The AI industry has a new buzzword: “PhD-level AI.” According to a report from The Information, OpenAI may be planning to launch several specialized AI “agent” products including a $20,000 monthly tier focused on supporting “PhD-level research.” Other reportedly planned agents include a “high-income knowledge worker” assistant at $2,000 monthly and a software developer agent at $10,000 monthly.
OpenAI has not yet confirmed these prices, but they have mentioned PhD-level AI capabilities before. So what exactly constitutes “PhD-level AI”? The term refers to models that supposedly perform tasks requiring doctoral-level expertise. These include agents conducting advanced research, writing and debugging complex code without human intervention, and analyzing large datasets to generate comprehensive reports. The key claim is that these models can tackle problems that typically require years of specialized academic training.
Companies like OpenAI base their “PhD-level” claims on performance in specific benchmark tests. For example, OpenAI’s o1 series models reportedly performed well in science, coding, and math tests, with results similar to human PhD students on challenging tasks. The company’s Deep Research tool, which can generate research papers with citations, scored 26.6 percent on “Humanity’s Last Exam,” a comprehensive evaluation covering over 3,000 questions across more than 100 subjects.
OpenAI’s latest advancement along these lines comes from their o3 and o3-mini models, announced in December. These models build upon the o1 family launched earlier last year. Like o1, the o3 models use what OpenAI calls “private chain of thought,” a simulated reasoning technique where the model runs through an internal dialog and iteratively works through issues before presenting a final answer.
This approach ostensibly mirrors how human researchers spend time thinking about complex problems rather than providing immediate answers. According to OpenAI, the more time you put into this inference-time compute, the better answers you get. So here’s the key point: For $20,000, a customer would presumably be buying tons of thinking time for the AI model to work on difficult problems.
According to OpenAI, o3 earned a record-breaking score on the ARC-AGI visual reasoning benchmark, reaching 87.5 percent in high-compute testing—comparable to human performance at an 85 percent threshold. The model also scored 96.7 percent on the 2024 American Invitational Mathematics Exam, missing just one question, and reached 87.7 percent on GPQA Diamond, which contains graduate-level biology, physics, and chemistry questions.
On the Frontier Math benchmark by EpochAI, o3 solved 25.2 percent of problems, while no other model has exceeded 2 percent—suggesting a leap in mathematical reasoning capabilities over the previous model.
Benchmarks vs. real-world value
Ideally, potential applications for a true PhD-level AI model would include analyzing medical research data, supporting climate modeling, and handling routine aspects of research work.
The high price points reported by The Information, if accurate, suggest that OpenAI believes these systems could provide substantial value to businesses. The publication notes that SoftBank, an OpenAI investor, has committed to spending $3 billion on OpenAI’s agent products this year alone—indicating significant business interest despite the costs.
Meanwhile, OpenAI faces financial pressures that may influence its premium pricing strategy. The company reportedly lost approximately $5 billion last year covering operational costs and other expenses related to running its services.
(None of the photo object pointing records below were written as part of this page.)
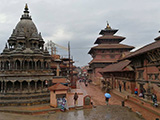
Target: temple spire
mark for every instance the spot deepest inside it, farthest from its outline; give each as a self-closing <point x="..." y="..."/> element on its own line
<point x="26" y="9"/>
<point x="26" y="13"/>
<point x="108" y="27"/>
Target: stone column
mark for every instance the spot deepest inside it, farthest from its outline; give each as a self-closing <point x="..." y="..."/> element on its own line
<point x="13" y="87"/>
<point x="42" y="86"/>
<point x="5" y="86"/>
<point x="28" y="86"/>
<point x="35" y="64"/>
<point x="21" y="87"/>
<point x="2" y="87"/>
<point x="35" y="86"/>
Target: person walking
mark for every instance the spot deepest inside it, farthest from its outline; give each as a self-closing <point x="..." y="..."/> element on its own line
<point x="120" y="87"/>
<point x="75" y="98"/>
<point x="107" y="101"/>
<point x="154" y="99"/>
<point x="136" y="91"/>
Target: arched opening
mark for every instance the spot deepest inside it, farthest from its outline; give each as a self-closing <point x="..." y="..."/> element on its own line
<point x="6" y="65"/>
<point x="38" y="64"/>
<point x="30" y="64"/>
<point x="25" y="64"/>
<point x="1" y="65"/>
<point x="32" y="85"/>
<point x="39" y="85"/>
<point x="33" y="65"/>
<point x="9" y="86"/>
<point x="18" y="65"/>
<point x="17" y="86"/>
<point x="25" y="86"/>
<point x="45" y="65"/>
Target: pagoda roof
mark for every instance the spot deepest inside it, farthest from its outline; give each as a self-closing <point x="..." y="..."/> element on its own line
<point x="58" y="87"/>
<point x="108" y="31"/>
<point x="59" y="80"/>
<point x="117" y="67"/>
<point x="111" y="46"/>
<point x="144" y="49"/>
<point x="109" y="37"/>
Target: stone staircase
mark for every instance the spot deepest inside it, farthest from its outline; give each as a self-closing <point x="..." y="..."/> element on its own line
<point x="24" y="99"/>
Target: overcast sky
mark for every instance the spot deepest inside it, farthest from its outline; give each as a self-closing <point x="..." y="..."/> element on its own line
<point x="80" y="21"/>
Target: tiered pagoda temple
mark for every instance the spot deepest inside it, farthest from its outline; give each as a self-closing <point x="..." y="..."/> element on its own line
<point x="25" y="66"/>
<point x="108" y="51"/>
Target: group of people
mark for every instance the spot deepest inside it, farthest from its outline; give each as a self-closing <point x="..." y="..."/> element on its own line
<point x="62" y="102"/>
<point x="142" y="92"/>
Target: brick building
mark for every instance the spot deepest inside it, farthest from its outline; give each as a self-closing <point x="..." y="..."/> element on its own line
<point x="145" y="66"/>
<point x="107" y="52"/>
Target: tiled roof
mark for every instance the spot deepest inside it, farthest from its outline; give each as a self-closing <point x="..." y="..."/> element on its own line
<point x="108" y="37"/>
<point x="58" y="86"/>
<point x="59" y="80"/>
<point x="116" y="67"/>
<point x="111" y="46"/>
<point x="144" y="49"/>
<point x="102" y="61"/>
<point x="111" y="37"/>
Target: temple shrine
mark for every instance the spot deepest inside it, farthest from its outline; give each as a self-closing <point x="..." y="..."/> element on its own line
<point x="108" y="51"/>
<point x="25" y="72"/>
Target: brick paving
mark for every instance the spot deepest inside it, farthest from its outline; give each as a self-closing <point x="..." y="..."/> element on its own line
<point x="148" y="112"/>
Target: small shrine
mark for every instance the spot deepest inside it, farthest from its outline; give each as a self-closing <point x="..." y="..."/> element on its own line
<point x="57" y="92"/>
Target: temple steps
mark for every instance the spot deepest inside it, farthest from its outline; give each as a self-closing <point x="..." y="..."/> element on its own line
<point x="24" y="100"/>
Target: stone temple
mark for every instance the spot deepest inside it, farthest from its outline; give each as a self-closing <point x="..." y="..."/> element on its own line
<point x="25" y="66"/>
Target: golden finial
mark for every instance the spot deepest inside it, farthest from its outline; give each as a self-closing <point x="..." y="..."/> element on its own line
<point x="108" y="27"/>
<point x="26" y="7"/>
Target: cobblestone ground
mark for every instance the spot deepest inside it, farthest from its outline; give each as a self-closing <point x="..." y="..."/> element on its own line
<point x="98" y="99"/>
<point x="99" y="113"/>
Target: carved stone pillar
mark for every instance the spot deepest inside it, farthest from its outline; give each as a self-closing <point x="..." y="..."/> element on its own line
<point x="13" y="87"/>
<point x="28" y="86"/>
<point x="35" y="86"/>
<point x="5" y="86"/>
<point x="21" y="87"/>
<point x="2" y="87"/>
<point x="42" y="86"/>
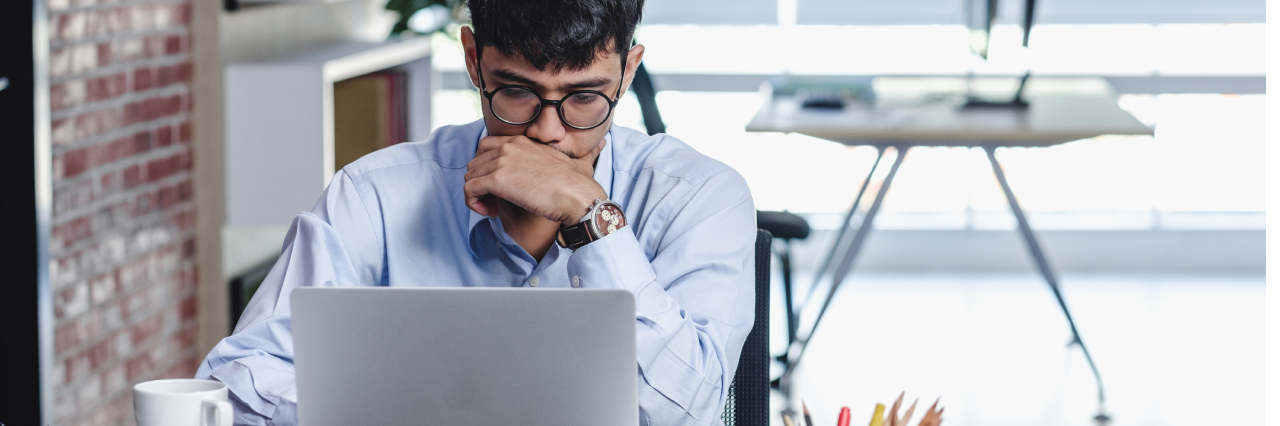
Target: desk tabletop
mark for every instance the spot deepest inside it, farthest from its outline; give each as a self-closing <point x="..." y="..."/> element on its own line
<point x="924" y="111"/>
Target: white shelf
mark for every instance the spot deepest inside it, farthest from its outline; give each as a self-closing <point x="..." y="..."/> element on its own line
<point x="279" y="122"/>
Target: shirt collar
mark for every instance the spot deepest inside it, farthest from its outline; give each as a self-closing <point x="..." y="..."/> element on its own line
<point x="603" y="175"/>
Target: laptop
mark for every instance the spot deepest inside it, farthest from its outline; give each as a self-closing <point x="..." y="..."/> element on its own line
<point x="465" y="356"/>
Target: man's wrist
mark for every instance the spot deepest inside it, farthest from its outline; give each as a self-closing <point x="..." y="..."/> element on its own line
<point x="579" y="209"/>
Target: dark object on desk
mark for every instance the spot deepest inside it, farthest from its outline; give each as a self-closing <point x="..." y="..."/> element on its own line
<point x="242" y="287"/>
<point x="748" y="402"/>
<point x="1015" y="104"/>
<point x="823" y="101"/>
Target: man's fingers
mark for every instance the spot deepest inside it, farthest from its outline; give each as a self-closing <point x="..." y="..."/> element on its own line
<point x="597" y="150"/>
<point x="481" y="168"/>
<point x="478" y="196"/>
<point x="493" y="142"/>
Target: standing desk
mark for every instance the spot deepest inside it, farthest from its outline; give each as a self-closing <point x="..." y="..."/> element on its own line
<point x="924" y="111"/>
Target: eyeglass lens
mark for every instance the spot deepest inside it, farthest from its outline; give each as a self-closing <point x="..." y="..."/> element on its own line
<point x="579" y="109"/>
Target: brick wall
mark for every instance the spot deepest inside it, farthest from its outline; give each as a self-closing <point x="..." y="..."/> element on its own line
<point x="123" y="219"/>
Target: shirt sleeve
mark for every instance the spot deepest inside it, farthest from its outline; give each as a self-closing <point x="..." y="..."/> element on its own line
<point x="695" y="296"/>
<point x="330" y="246"/>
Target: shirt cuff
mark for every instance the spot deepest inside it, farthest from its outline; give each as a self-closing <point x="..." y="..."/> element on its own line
<point x="612" y="262"/>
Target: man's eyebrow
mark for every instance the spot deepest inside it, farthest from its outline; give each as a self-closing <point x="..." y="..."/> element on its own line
<point x="511" y="76"/>
<point x="586" y="83"/>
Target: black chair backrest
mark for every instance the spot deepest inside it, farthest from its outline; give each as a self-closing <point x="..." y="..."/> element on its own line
<point x="748" y="402"/>
<point x="648" y="97"/>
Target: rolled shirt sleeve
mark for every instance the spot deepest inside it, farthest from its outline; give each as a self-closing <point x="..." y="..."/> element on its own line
<point x="694" y="294"/>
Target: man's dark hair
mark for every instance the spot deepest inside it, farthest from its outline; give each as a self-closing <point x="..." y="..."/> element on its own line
<point x="563" y="33"/>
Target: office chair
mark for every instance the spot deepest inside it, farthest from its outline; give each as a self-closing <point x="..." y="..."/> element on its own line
<point x="748" y="402"/>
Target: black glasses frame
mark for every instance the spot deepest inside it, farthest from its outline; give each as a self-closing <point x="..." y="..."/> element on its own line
<point x="543" y="101"/>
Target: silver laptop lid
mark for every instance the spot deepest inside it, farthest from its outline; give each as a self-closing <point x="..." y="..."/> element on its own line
<point x="465" y="356"/>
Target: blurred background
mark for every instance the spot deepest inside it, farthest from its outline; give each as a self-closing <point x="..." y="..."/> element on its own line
<point x="184" y="134"/>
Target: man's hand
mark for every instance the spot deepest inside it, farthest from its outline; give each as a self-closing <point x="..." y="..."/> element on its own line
<point x="534" y="177"/>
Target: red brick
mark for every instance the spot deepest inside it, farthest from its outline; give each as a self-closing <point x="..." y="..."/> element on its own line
<point x="74" y="163"/>
<point x="146" y="329"/>
<point x="74" y="230"/>
<point x="137" y="366"/>
<point x="101" y="353"/>
<point x="108" y="182"/>
<point x="164" y="136"/>
<point x="104" y="54"/>
<point x="173" y="45"/>
<point x="132" y="177"/>
<point x="187" y="310"/>
<point x="184" y="132"/>
<point x="186" y="191"/>
<point x="144" y="79"/>
<point x="144" y="204"/>
<point x="106" y="87"/>
<point x="67" y="335"/>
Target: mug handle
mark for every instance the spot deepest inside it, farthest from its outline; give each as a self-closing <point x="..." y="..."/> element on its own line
<point x="222" y="412"/>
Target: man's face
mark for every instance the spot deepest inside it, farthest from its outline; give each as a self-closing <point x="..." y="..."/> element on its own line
<point x="604" y="74"/>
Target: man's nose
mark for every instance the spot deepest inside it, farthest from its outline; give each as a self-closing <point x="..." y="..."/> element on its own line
<point x="547" y="128"/>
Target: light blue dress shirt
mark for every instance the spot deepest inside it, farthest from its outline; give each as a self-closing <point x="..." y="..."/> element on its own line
<point x="397" y="218"/>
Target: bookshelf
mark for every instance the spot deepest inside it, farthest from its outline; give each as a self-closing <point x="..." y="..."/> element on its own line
<point x="280" y="127"/>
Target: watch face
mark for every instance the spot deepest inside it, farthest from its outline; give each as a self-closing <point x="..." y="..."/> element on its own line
<point x="608" y="218"/>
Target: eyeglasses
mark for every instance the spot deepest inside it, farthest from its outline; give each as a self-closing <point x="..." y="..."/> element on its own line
<point x="519" y="105"/>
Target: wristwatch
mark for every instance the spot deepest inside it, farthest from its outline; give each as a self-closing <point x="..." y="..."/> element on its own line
<point x="604" y="218"/>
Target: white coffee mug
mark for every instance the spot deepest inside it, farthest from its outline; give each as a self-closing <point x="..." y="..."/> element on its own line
<point x="181" y="402"/>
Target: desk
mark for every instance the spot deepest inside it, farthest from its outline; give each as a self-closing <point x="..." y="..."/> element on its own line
<point x="924" y="111"/>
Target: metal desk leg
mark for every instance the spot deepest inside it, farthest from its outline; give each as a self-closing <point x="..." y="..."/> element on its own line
<point x="844" y="228"/>
<point x="845" y="265"/>
<point x="784" y="383"/>
<point x="1042" y="265"/>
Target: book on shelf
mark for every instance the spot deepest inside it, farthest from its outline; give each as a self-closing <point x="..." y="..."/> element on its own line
<point x="370" y="113"/>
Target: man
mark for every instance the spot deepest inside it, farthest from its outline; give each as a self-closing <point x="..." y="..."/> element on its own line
<point x="502" y="202"/>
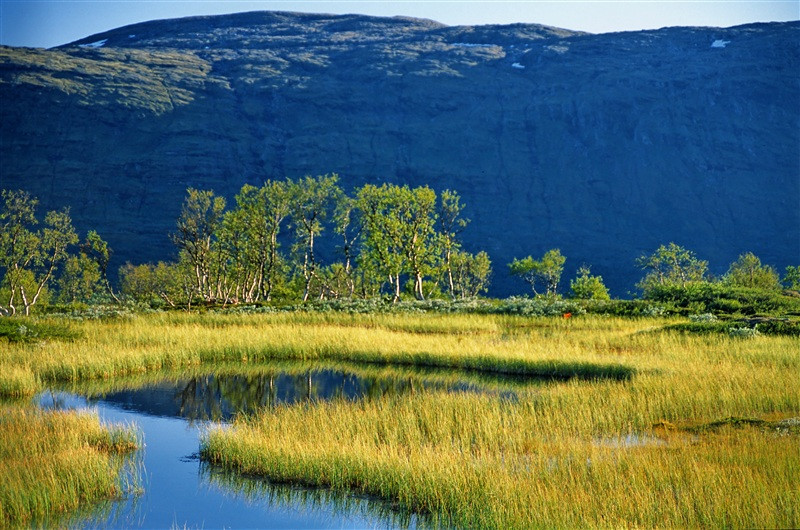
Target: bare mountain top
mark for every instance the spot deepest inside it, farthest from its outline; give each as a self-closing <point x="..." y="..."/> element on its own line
<point x="602" y="145"/>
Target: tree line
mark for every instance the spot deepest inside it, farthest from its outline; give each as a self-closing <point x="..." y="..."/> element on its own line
<point x="385" y="240"/>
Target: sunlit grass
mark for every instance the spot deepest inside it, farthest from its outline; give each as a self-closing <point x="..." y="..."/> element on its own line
<point x="111" y="348"/>
<point x="53" y="463"/>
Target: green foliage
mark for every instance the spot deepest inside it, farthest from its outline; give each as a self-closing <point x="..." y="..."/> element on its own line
<point x="469" y="273"/>
<point x="670" y="265"/>
<point x="196" y="239"/>
<point x="18" y="330"/>
<point x="719" y="298"/>
<point x="747" y="271"/>
<point x="313" y="199"/>
<point x="80" y="279"/>
<point x="588" y="287"/>
<point x="792" y="277"/>
<point x="546" y="270"/>
<point x="163" y="283"/>
<point x="29" y="257"/>
<point x="538" y="307"/>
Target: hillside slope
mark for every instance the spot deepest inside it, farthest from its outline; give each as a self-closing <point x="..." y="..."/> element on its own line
<point x="602" y="145"/>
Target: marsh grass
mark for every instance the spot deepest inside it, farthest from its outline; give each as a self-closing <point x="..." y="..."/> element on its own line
<point x="256" y="489"/>
<point x="492" y="344"/>
<point x="53" y="463"/>
<point x="474" y="460"/>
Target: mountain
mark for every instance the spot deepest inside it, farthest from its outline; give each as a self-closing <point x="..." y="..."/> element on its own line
<point x="604" y="146"/>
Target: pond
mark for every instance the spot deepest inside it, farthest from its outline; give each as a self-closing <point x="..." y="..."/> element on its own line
<point x="172" y="410"/>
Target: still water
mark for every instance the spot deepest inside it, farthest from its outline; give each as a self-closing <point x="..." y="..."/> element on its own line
<point x="179" y="491"/>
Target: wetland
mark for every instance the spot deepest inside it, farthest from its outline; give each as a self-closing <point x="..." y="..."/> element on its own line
<point x="404" y="420"/>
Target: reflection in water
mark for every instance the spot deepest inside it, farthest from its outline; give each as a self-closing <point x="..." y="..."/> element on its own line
<point x="179" y="491"/>
<point x="258" y="490"/>
<point x="220" y="397"/>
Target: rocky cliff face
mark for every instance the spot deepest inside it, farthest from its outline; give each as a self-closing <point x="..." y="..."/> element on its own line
<point x="602" y="145"/>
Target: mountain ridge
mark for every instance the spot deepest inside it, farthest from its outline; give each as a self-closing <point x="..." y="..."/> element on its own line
<point x="604" y="145"/>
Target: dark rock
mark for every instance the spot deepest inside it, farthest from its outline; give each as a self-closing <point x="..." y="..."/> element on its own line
<point x="604" y="146"/>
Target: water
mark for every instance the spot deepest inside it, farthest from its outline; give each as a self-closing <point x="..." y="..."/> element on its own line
<point x="180" y="491"/>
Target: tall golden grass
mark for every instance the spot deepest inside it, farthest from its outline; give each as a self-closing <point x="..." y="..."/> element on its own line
<point x="53" y="463"/>
<point x="595" y="447"/>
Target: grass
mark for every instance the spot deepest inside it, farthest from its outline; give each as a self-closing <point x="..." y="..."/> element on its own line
<point x="54" y="463"/>
<point x="492" y="344"/>
<point x="615" y="439"/>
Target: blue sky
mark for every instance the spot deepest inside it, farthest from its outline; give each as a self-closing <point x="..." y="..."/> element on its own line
<point x="46" y="23"/>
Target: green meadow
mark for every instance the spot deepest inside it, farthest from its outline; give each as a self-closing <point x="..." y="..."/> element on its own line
<point x="606" y="421"/>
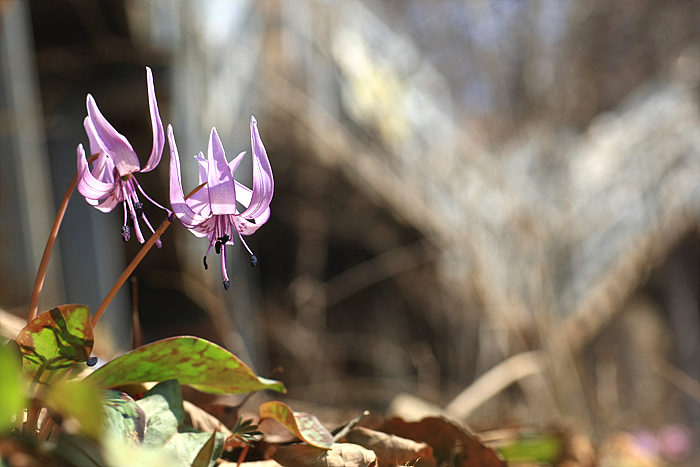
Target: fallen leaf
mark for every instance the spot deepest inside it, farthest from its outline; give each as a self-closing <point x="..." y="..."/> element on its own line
<point x="267" y="463"/>
<point x="391" y="450"/>
<point x="199" y="419"/>
<point x="451" y="443"/>
<point x="304" y="425"/>
<point x="339" y="455"/>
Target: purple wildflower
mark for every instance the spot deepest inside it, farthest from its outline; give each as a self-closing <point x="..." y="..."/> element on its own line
<point x="211" y="211"/>
<point x="112" y="178"/>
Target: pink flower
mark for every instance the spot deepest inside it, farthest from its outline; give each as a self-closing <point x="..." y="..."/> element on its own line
<point x="211" y="211"/>
<point x="111" y="179"/>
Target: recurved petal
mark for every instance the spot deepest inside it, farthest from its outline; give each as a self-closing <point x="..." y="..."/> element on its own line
<point x="263" y="183"/>
<point x="182" y="210"/>
<point x="103" y="167"/>
<point x="203" y="167"/>
<point x="88" y="186"/>
<point x="222" y="188"/>
<point x="112" y="142"/>
<point x="246" y="227"/>
<point x="156" y="124"/>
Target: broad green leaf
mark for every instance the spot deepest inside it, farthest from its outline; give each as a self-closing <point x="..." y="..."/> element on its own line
<point x="55" y="341"/>
<point x="187" y="446"/>
<point x="305" y="425"/>
<point x="124" y="420"/>
<point x="164" y="412"/>
<point x="79" y="400"/>
<point x="191" y="360"/>
<point x="12" y="397"/>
News of OpenAI’s stratospheric pricing plans come after years of relatively affordable AI services that have conditioned users to expect powerful capabilities at relatively low costs. ChatGPT Plus remains $20 per month and Claude Pro costs $30 monthly—both tiny fractions of these proposed enterprise tiers. Even ChatGPT Pro’s $200/month subscription is relatively small compared to the new proposed fees. Whether the performance difference between these tiers will match their thousandfold price difference is an open question.
Despite their benchmark performances, these simulated reasoning models still struggle with confabulations—instances where they generate plausible-sounding but factually incorrect information. This remains a critical concern for research applications where accuracy and reliability are paramount. A $20,000 monthly investment raises questions about whether organizations can trust these systems not to introduce subtle errors into high-stakes research.
In response to the news, several people quipped on social media that companies could hire an actual PhD student for much cheaper. “In case you have forgotten,” wrote xAI developer Hieu Pham in a viral tweet, “most PhD students, including the brightest stars who can do way better work than any current LLMs—are not paid $20K / month.”
While these systems show strong capabilities on specific benchmarks, the “PhD-level” label remains largely a marketing term. These models can process and synthesize information at impressive speeds, but questions remain about how effectively they can handle the creative thinking, intellectual skepticism, and original research that define actual doctoral-level work. On the other hand, they will never get tired or need health insurance, and they will likely continue to improve in capability and drop in cost over time.